Die Idee der Familienlandsitze stammt aus der in den Neunziger Jahren veröffentlichten Romanreihe „Die Klingenden Zendern Russlands“ des Autors Vladimir Megre und ist Kern der Siedlungspraxis der völkischen Anastasia-Bewegung. Im Zentrum der Romanreihe steht Anastasia, eine Angehörige der Urvolkes der sogenannten Wedrussen, welche die Leser*innen in ihre geheimen, esoterischen Lehren einweiht und dabei zahlreiche Verschwörungsnarrative rezipiert.
Unerwünscht: "Personen, die mit Impfstoff infiziert sind"
Zwar wurde ein geeignetes Grundstück bisweilen nicht gefunden, mit der Selbstversorgung hat Markus „Antharius“ Mägel, ein selbsternannter Heiler, jedoch schon begonnen: als Mitarbeiter in einer Biogärtnerei im bayerischen Übersee. Nicht nur ein geeignetes Grundstück wird gesucht, sondern auch interessierte Mitstreiter*innen zum Aufbau der „Arche Archetal“. So können sich Interessierte in eine Liste im Hofladen der Biogärtnerei eintragen.
Doch nicht alle sind bei den Mägels willkommen. Auf der eigenen Webseite wird explizit aufgelistet, welchen Personengruppen der Zugang zum Projekt verweigert wird: Personen, „die mit dem experimentellen RNA-Impfstoff infiziert sind“, sich impfen lassen wollen oder „an den menschengemachten Klimawandel glauben“. Aber auch „Anhänger von Gender-Mainstream“ oder „Sympathisanten von Fluchthelfern und Schleusern illegaler Migranten, mit dem Ziel der Vermischung der Völker und Zerstörung Deutschlands“ können kein Mitglied des Netzwerks werden.
"Die Welt vor Dunkelmächten befreien"
Im Juni eröffnete Elvira Mängel eine eigene Telegram-Gruppe. In dieser Gruppe seien „echte, beseelte Menschen“ willkommen, „die Martin Laker und seine Engelsburger Neuigkeiten kennen und eine neue, wedische Erde und das neue, starke Deutschland aufbauen wollen“. Martin Laker verbreitet auf seinem YouTube-Kanal „Engelsburger Neuigkeiten“ derweil sexistische, rassistische und geschichtsrevisionistische Inhalte. Auch er propagiert die Ideen der Anastasia-Bewegung.

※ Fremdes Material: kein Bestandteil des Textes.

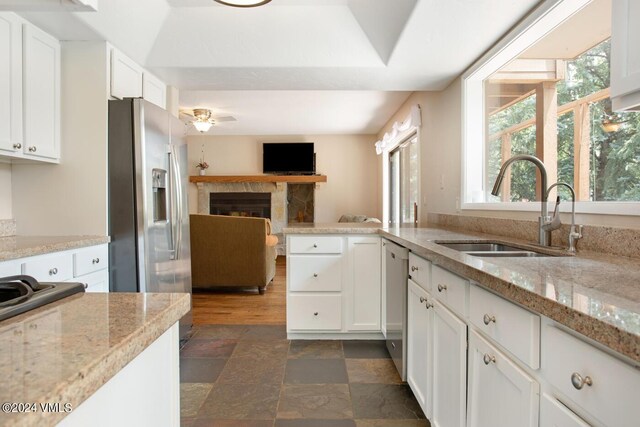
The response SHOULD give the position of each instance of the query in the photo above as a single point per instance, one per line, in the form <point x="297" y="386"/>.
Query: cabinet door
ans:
<point x="419" y="356"/>
<point x="363" y="284"/>
<point x="154" y="90"/>
<point x="500" y="393"/>
<point x="449" y="368"/>
<point x="41" y="93"/>
<point x="555" y="414"/>
<point x="625" y="55"/>
<point x="10" y="83"/>
<point x="126" y="76"/>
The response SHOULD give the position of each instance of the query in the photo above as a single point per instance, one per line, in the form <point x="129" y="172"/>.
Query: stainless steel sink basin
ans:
<point x="19" y="294"/>
<point x="492" y="249"/>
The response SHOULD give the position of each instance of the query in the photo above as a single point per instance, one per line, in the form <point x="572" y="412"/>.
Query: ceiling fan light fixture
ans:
<point x="243" y="3"/>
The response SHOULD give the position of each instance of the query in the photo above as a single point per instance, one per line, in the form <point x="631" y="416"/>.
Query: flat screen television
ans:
<point x="288" y="158"/>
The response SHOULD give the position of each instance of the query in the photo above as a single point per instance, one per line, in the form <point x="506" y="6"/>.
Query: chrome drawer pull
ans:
<point x="579" y="382"/>
<point x="488" y="359"/>
<point x="488" y="319"/>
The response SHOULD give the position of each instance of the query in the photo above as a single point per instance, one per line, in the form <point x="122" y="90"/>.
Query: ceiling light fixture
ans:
<point x="243" y="3"/>
<point x="203" y="121"/>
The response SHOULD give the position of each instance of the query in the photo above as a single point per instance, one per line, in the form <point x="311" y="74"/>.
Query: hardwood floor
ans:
<point x="244" y="308"/>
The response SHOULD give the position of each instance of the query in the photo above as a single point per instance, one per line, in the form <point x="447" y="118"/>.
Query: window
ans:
<point x="546" y="93"/>
<point x="403" y="181"/>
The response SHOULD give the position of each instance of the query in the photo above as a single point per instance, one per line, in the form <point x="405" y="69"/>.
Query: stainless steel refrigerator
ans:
<point x="150" y="249"/>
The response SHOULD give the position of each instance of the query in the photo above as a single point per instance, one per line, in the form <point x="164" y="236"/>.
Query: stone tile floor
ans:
<point x="252" y="376"/>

In einem seiner Videos spricht er davon, „Anastasia habe einen geistigen Plan entwickelt, um die Welt vor den Dunkelmächten zu befreien“. Momentan würden sich die Gesellschaft im Prozess einer Befreiung befinden. Wichtig dabei wäre jedoch „Recht und Ordnung“, weshalb „wir im deutschen Reich am besten aufgehoben (sind).“ Weiter skandiert er: „Und das was Trump in den USA sagt, America first, das sollten wir genauso machen. Deutschland zuerst. Erst kümmern wir uns um uns. Erst wenn es uns wieder gut geht, unsere Völker erblühen, in ihrer Kraft stecken, in ihrer Stärke, ihre Kreativität leben können.“ So wundert es nicht, dass in Lakers Videos eine Reichsflagge im Hintergrund zu sehen ist.

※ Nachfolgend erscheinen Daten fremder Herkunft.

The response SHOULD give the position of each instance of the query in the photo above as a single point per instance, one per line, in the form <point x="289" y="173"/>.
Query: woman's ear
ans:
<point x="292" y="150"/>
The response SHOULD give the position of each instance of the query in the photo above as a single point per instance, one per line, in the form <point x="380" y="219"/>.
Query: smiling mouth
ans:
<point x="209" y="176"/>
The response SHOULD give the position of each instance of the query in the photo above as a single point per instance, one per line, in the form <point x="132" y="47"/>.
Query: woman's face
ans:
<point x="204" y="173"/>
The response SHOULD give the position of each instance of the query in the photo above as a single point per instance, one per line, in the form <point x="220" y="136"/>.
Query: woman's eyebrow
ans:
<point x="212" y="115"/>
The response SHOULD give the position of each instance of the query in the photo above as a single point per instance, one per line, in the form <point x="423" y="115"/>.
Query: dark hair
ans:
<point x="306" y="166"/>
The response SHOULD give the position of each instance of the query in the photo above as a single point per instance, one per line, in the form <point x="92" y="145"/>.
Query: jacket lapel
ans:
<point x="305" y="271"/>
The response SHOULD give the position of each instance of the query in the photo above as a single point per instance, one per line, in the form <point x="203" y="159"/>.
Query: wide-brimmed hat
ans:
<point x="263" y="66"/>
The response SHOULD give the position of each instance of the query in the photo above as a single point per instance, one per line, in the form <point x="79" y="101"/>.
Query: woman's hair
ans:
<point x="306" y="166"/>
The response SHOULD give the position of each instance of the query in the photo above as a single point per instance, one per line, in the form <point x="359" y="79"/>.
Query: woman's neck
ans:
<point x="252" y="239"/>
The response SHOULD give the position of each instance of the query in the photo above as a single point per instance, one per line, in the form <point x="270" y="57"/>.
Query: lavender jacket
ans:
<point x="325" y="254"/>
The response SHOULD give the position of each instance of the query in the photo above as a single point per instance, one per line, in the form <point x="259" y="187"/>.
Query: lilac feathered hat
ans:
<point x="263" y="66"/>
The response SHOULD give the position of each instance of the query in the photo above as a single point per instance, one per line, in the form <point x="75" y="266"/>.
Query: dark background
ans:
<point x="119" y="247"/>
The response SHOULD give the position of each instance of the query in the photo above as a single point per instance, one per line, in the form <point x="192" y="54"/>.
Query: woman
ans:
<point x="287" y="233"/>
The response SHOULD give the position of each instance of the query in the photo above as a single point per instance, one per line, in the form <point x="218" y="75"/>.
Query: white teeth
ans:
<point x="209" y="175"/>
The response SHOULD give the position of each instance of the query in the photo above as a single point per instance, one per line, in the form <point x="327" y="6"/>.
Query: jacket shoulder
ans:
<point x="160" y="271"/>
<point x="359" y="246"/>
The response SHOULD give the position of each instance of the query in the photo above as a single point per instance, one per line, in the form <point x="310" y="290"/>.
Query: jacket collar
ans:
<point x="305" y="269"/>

Gleichgesinnte auf Telegram einsammeln
Seine über 43.000 Abonnent*innen forderte Laker im Mai dazu auf, Regionalgruppen der „Akademie Engelsburg“ zu gründen, „mit dem Ziel, Gleichgesinnte in der Umgebung zu finden“, woraufhin angeblich mehrere hundert Regionalgruppen auf Telegram entstanden seien. Eine davon: „Engelsburg Achental“ von Elvira Mängele.

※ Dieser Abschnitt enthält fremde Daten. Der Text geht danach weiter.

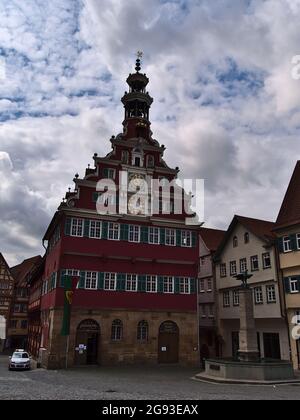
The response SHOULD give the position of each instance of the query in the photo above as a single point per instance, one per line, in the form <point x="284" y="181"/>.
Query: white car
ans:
<point x="19" y="360"/>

Im Willkommenstext der Gruppe zitiert sie eine Textstelle aus den „Santia Weden von Perun“, einem Teil der „Slawisch-arische Weden“. Diese wurden vom Begründer der Ynglism-Sekte, dem russischen Esoteriker Alexander Hinewitsch in den 80er Jahren in Sibirien, verfasst. Die neopagane Sekte beinhaltet rechts-esoterisches Gedankengut und wird im deutschsprachigen Raum vor allem von Frank Willy Ludwig rezipiert, einem völkischen Siedler und Akteur der Anastasia-Bewegung. Deutlich wird erneut, dass die teils demokratiefeindlichen Bestrebungen rechts-esoterischer Akteur*innen ein ernstzunehmendes Phänomen darstellen.